High speed video encoders/decoders, maybe?
Professional digital video capture and output.
Professional audio I/O boards.
Massive and super fast storage cards.
... lots of exceptionally niche products with very few users.
Speaking as someone who works in film and television and has used cards like the ones you mentioned over many years…
You typically don’t need video capture cards AND audio I/O boards in the same machine, since ingest/edit is separated from audio mixing. On a television show/movie, your editor is not ALSO your sound mixer. And if you’re working on a solo passionate project, you can do plenty of mixing or editing without those cards. Anyway, point is… You don’t need a capture card AND an audio I/O card for something like ProTools in a professional environment.

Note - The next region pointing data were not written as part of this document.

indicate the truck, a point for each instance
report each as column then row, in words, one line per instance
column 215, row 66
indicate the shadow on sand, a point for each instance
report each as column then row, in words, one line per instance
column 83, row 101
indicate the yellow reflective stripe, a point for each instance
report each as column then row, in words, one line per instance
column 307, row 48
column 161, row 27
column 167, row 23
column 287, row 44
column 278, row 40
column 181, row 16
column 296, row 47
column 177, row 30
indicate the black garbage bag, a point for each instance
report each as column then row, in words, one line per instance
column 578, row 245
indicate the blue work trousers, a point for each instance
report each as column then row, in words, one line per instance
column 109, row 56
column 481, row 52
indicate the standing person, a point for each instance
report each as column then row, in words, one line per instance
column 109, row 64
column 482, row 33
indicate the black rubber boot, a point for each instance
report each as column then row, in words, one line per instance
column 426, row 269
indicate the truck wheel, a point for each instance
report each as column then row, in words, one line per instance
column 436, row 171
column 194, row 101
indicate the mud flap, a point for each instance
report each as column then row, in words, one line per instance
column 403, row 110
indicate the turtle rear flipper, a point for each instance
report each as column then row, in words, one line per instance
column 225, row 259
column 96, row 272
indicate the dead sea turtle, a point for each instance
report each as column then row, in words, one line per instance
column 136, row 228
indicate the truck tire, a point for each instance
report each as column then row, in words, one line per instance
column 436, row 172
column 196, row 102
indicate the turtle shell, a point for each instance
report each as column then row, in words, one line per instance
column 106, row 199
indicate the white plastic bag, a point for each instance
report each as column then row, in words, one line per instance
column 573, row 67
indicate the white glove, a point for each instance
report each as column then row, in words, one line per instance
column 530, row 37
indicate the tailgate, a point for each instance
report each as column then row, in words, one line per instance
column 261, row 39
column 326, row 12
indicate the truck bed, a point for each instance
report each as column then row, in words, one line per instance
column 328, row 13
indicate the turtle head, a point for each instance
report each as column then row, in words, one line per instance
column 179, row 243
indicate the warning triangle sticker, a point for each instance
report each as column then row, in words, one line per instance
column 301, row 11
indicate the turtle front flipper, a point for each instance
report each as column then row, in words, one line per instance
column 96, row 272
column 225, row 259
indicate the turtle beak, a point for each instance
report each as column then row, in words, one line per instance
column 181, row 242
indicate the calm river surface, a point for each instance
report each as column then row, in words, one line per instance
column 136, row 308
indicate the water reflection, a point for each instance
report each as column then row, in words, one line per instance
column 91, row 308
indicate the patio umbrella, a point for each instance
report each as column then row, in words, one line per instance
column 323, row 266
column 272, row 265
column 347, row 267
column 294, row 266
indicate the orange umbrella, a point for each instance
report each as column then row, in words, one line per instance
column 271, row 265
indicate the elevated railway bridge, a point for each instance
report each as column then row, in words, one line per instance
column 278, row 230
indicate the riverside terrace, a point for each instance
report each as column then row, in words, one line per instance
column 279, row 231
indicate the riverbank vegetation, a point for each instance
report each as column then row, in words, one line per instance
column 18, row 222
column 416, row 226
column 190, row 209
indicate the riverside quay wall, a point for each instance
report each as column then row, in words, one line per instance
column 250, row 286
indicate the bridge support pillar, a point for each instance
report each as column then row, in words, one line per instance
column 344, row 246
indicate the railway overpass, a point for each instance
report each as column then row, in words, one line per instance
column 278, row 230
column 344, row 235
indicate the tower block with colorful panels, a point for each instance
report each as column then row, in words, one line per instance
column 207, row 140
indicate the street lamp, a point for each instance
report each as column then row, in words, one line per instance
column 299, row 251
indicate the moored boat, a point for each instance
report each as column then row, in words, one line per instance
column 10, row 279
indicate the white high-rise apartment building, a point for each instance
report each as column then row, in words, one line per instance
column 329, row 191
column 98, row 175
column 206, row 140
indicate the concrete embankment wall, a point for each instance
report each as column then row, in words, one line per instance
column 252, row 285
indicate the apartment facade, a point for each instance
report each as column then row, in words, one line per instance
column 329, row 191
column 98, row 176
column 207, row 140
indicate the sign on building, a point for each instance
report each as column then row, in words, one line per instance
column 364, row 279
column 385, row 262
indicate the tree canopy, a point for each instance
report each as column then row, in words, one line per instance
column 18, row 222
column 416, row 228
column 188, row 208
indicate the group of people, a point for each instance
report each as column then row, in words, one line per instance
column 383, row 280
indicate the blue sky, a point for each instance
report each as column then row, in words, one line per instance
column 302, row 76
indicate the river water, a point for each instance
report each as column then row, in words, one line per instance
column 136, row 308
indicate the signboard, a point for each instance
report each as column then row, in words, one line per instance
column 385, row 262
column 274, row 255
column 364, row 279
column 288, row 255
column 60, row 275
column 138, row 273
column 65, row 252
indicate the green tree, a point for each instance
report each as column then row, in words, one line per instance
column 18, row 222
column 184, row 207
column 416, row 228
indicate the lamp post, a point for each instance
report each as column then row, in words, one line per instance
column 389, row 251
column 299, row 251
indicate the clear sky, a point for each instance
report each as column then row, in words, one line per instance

For super fast storage, you’ll always do better with a large external RAID (particularly in a shared user environment). And/or working with proxy media. Having super fast storage cards (which still won’t hold all your full-res media because they’re lower capacity than a RAID) isn’t that useful in a professional setting.
The Apple Silicon chips have built-in hardware decoding for video codecs. Remember how the Intel Mac Pro had an Accelerator card? Those are no longer necessary with Apple Silicon. There’s a reason why Apple doesn’t offer the Accelerator card for its Apple Silicon Mac Pro anymore.
As for high-speed network cards… or video cards… or audio I/O cards… These can all be put into external Thunderbolt enclosures attached to a Mac Studio.
And the Mac Studio is currently just as powerful as the Mac Pro. And cheaper.
And that’s the fundamental problem.
There’s nothing special about the Mac Pro. Sure, maybe having the convenience of PCIe cards in the machine rather than using a Thunderbolt PCIe enclosure is nice… But you’re not gonna need that many cards in a professional environment. Not anymore.
Maaaaybe if Apple allowed for compatibility with high-end GPU’s that might change things. But I don’t see that happening.
Fundamentally, Apple didn’t know what to do with the Mac Pro. So they stuck a Mac Pro in an oversized enclosure from 2019 and called it a day.
They should do better. Offer more power. And allow for GPU support for extra speed… Which would occupy at least one PCIe slot when I might ALSO need a high speed network card and a capture card. Then, suddenly, I need multiple PCIe slots.
But right now, a Mac Studio with an external Thunderbolt PCIe enclosure is just as capable and far cheaper.